With all this corporate carnage around me how did I prosper? I adapted. I changed. I didn’t grow a third eye or anything like that. By the sheer nature of the technology markets I live in I was forces to be a life long learner.
What does it mean to be a life long learner? You have to realize that a certain amount of your personal capital, knowledge and skills, will become less valuable as time moves along. Some part of the expertise you rely on to earn a living will loose value. You need to go out and get new skills. That act of getting new skills is your responsibility. It will cost you.
Acquiring new marketable skills is difficult otherwise everyone would have them and they would be less valuable. If you can get someone else, an employer, to pay for any instruction you need that’s very nice. But, you may have to put out the cash yourself. After all the new revenue generating attributes will be yours. At a minimum you will have to spend your time training and exert some effort to make any new knowledge your own.

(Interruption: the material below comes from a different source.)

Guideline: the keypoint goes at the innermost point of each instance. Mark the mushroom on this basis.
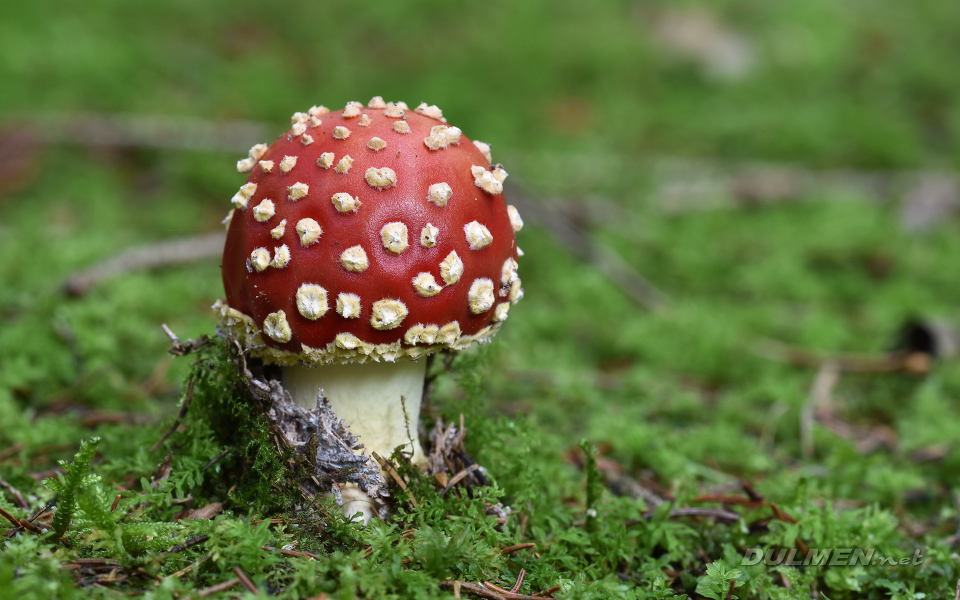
(408, 251)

Life long learning is not a revolutionary concept in our times. Two generations ago working for the same company for 40 years was the norm. It is certainly not the case today. The problem with life long learning comes when you think it, but don’t put it into practice. The practice is difficult, but must be done.
First and most difficult is deciding what new skills you want to develop for a new job or a new business. Once you’ve selected an objective finding someone to train you should be easy. You’ll have to pay. Tech schools, on-line schools, post-graduate programs at colleges all cost money. If you go into business for yourself part of the cost of getting in will be training.
A personal attitude of life long learning will keep you working, because you are always bringing something new to the game. It’s much more demanding than sitting in front of the TV or a bowling league, but if you don’t get that attitude you will become obsolete.